The strange lawsuit names the person who actually found the treasure as a defendant alongside Fenn, the latter of whom is accused of keeping its contents for himself.
A French treasure hunter has filed a lawsuit against the estate of Forrest Fenn, the late writer who attained worldwide notoriety after claiming to have buried a gold-filled treasure chest somewhere in the Rocky Mountains.
In his complaint, though, Bruno Raphoz claims that he solved a riddle left behind by Fenn—a riddle that would have led him to the treasure chest, if Fenn had not allegedly switched its location.
Now, Raphoz is suing Fenn’s estate for $10 million.
In his lawsuit, Raphoz says he read Fenn’s autobiography, entitled The Thrill of the Chase. The book included a poem, which contained clues as to where the treasure might be found.
Raphoz says that he solved the poem’s riddle and determined that the chest was in southwest Colorado. He then wrote to Fenn, informing him that he was on his way to retrieve the gold.
However, Raphoz was prevented from traveling to Colorado after the coronavirus pandemic closed borders around the world.
Shortly afterward, Fenn announced that the treasure had been found by someone else.

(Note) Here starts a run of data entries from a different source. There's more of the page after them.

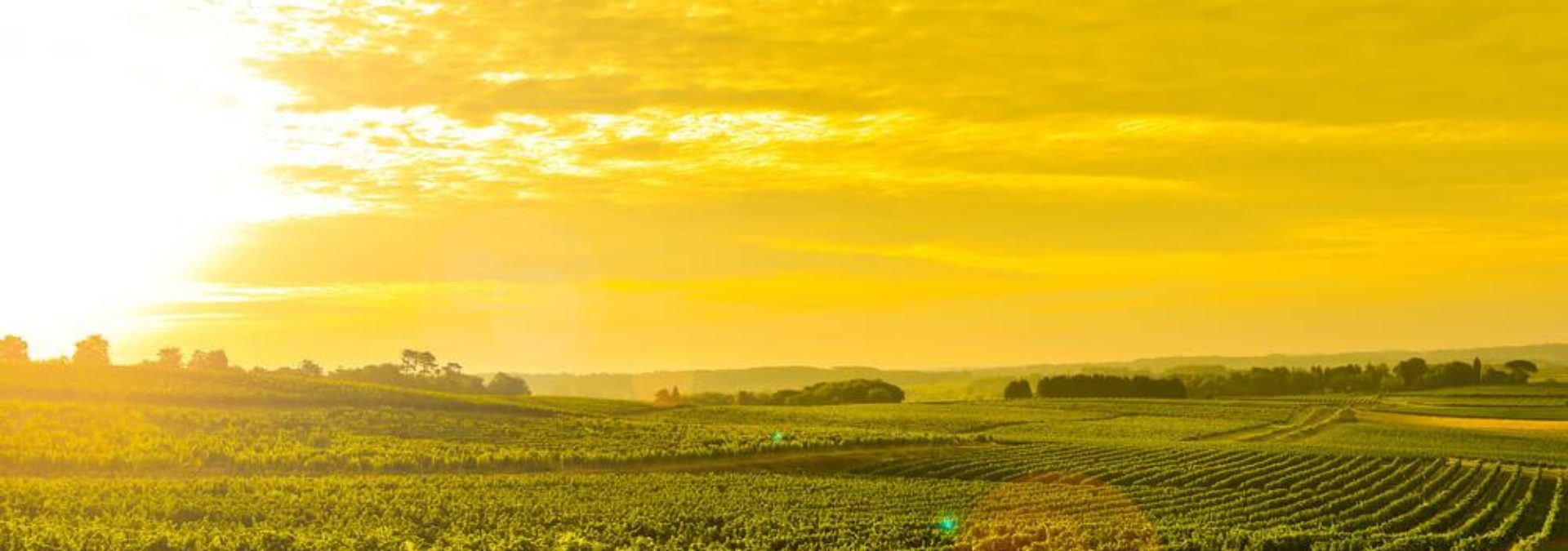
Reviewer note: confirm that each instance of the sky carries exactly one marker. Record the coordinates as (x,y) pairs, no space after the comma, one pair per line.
(581,185)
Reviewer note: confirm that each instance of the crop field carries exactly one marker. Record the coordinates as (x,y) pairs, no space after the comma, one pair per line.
(298,464)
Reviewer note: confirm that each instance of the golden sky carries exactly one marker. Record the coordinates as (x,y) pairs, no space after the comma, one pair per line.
(581,185)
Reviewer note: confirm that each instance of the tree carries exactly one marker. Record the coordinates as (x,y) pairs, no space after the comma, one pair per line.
(419,362)
(1521,370)
(1018,390)
(170,359)
(209,361)
(91,353)
(1411,371)
(504,384)
(13,351)
(311,368)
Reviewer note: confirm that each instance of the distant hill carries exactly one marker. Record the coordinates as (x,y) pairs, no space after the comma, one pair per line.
(988,380)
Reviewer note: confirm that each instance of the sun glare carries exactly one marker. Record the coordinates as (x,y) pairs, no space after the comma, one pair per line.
(134,144)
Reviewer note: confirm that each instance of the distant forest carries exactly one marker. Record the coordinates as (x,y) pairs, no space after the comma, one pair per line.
(822,393)
(1409,375)
(414,370)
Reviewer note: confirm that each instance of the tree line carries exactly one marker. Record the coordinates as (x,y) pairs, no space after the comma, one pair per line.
(414,368)
(1410,375)
(822,393)
(1097,385)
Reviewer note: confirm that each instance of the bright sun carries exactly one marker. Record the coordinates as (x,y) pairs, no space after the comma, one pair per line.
(132,146)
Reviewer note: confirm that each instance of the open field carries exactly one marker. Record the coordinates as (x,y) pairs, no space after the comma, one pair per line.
(308,464)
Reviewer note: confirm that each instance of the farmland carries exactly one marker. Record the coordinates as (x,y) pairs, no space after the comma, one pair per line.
(247,460)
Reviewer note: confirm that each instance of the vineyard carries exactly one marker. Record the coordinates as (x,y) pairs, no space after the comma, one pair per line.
(300,464)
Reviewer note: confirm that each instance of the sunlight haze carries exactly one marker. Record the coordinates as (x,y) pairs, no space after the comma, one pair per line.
(668,185)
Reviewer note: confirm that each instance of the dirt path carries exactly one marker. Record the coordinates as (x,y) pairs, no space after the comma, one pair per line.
(1534,428)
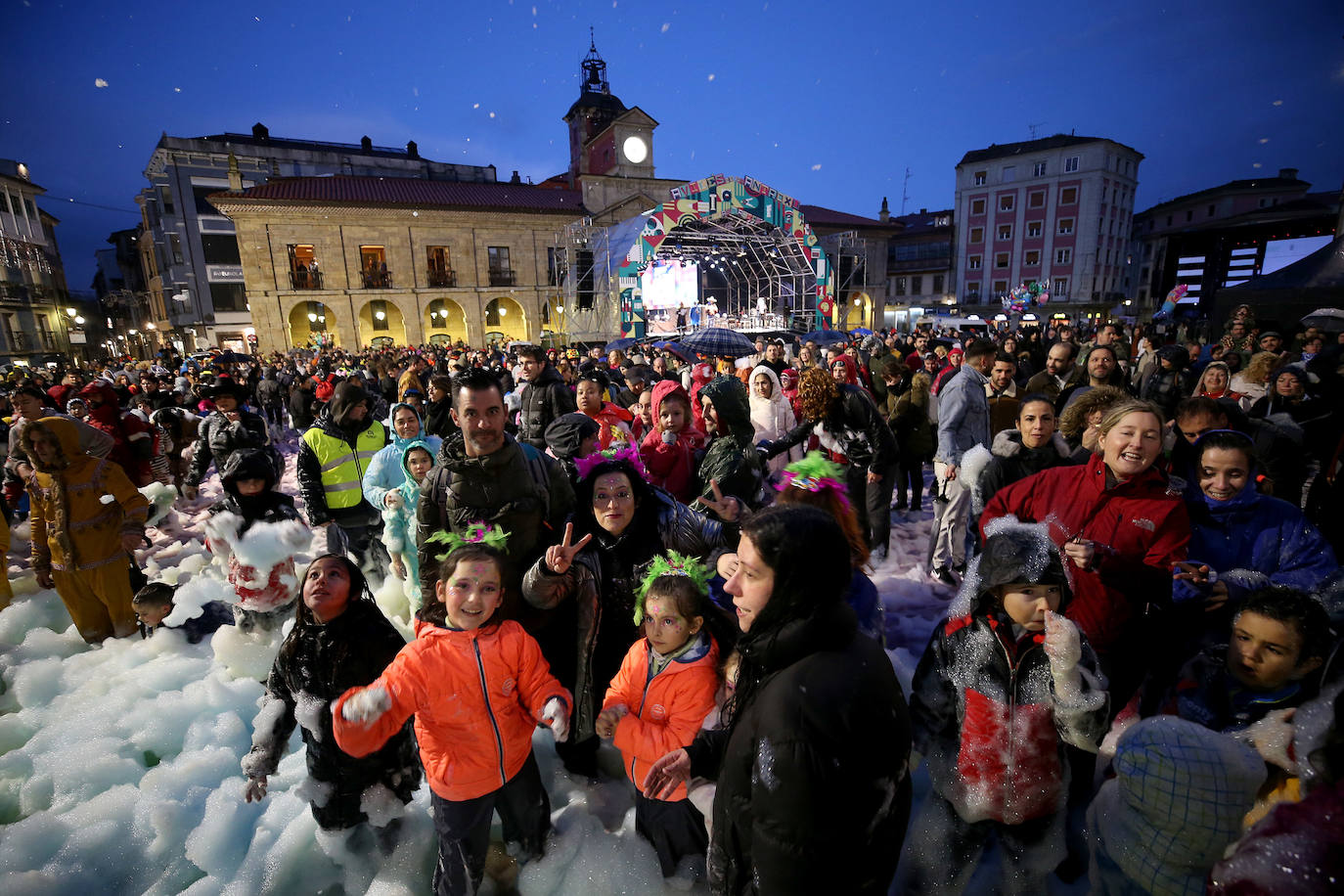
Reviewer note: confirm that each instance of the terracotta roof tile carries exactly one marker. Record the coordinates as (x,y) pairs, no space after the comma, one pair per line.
(408,191)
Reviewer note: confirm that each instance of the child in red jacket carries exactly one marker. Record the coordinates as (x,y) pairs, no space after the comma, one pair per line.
(661,694)
(477,688)
(1006,684)
(668,449)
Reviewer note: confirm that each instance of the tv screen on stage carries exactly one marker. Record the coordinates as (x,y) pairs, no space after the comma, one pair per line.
(669,285)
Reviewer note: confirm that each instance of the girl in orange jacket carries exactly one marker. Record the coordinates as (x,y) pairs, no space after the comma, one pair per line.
(477,688)
(661,694)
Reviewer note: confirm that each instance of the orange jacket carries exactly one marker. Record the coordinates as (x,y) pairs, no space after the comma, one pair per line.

“It appeared suspicious to everyone,” Raphoz wrote in his lawsuit. “Our assumption is that Fenn went to retrieve the chest himself, declared it found publicly and kept the content for himself.”
Fenn, adds the Las Cruces Sun News, passed away in September, aged 90.
Interestingly, though, the person who did find Fenn’s treasure chest has long since been identified as medical student Jack Steuf—and it appears that Rapahoz is accusing the young medical student of having somehow collaborated with Fenn.
Ironically, CNN recalls that Steuf wanted to keep his identity secret, since he was afraid that people who felt entitled to the treasure might seek to harm him or his family.
“For the past six months, I have remained anonymous, not because I have anything to hide, but because Forrest and his family endured stalkers, death threats, home invasions, frivolous lawsuits, and a potential kidnapping—all at the hands of people with delusions related to his treasure,” Steuf wrote in a blog post, published a half-year after his discovery. “I don’t want those things to happen to me and my family.”
However, Steuf’s name was revealed after a woman filed a lawsuit against the Fenn estate, claiming whoever had found the treasure did so after “hacking” her texts and email accounts.
While Raphoz has not made any similar accusations, Steuf is listed as a defendant in the suit—suggesting that Raphoz believes the medical student’s discovery was not as straightforward as Fenn said.
His lawsuit, notes the Sun News, names as defendants the Fenn estate, Steuf, Fenn’s grandson, and journalist Daniel Barbarisi, who released a book detailing the search for Fenn’s treasure.